Feature engineering is a step toward making the data more feasible for various machine learning techniques and, in turn, creating a model that can make more accurate predictions. This data consists of these features, which essentially undergo the feature engineering algorithms. These features can be categorized into two types: continuous and categorical. What does each represent? Let us discuss.
Types of Features
Continuous features are those that are numerically represented by default. A feature being represented in integer or float could be an indicator that It is a continuous variable. Even though it can be otherwise, such cases are far and in between.
Categorical features on the other hand are those that consists of categorical data. Unlike continuous features, these do not necessarily hold numerical significance and often represent a feature belonging to a certain category.
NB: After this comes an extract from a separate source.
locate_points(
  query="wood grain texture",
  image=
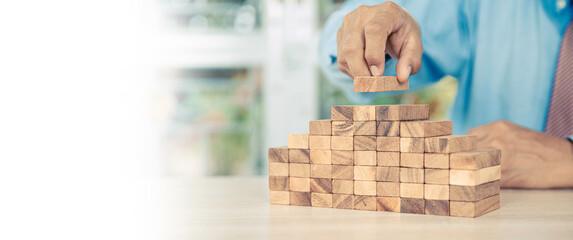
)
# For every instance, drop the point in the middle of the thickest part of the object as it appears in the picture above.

There are generic algorithms that can be implemented regardless of the nature of the feature and then, there are those that are unique to each data type. We will discuss them as we go along. So now without further ado let us dive into them.
Feature Engineering Techniques
The techniques that we will be discussing today are as follows:
Data cleaning may appear to be a mundane and inconsequential step of the process, but it can be the most crucial step. Cleansed data leads to outstanding results using even simpler models. ls. Carelessly cleaned data leads to a “garbage in garbage out” situation.
Before that data can be utilized for any purpose, we need to take the raw, crude and rather morbid data – from a data scientist’s perspective – and convert it to a more cohesive and streamlined form. Quite often the data is missing the values, or the values are quite scattered.
Missing values can be a result of human error or a machine-induced induced error. There is no one absolute way to handle these missing values, but a better understanding of the nature of the missing values and a deeper insight into why they are missing can give us a better intuition of what solution may bring forth the best results.
Types Of Missing Data
The missing values can be categorized into four types:
Structurally Missing Data
Structurally missing data is the data whose absence can be explained using logical reasoning. This means that the absence of the data is not a fault, in fact the presence could be a concern. The absence of ‘yearly earning’ for an infant in a population consensus explains the whole concept quite well.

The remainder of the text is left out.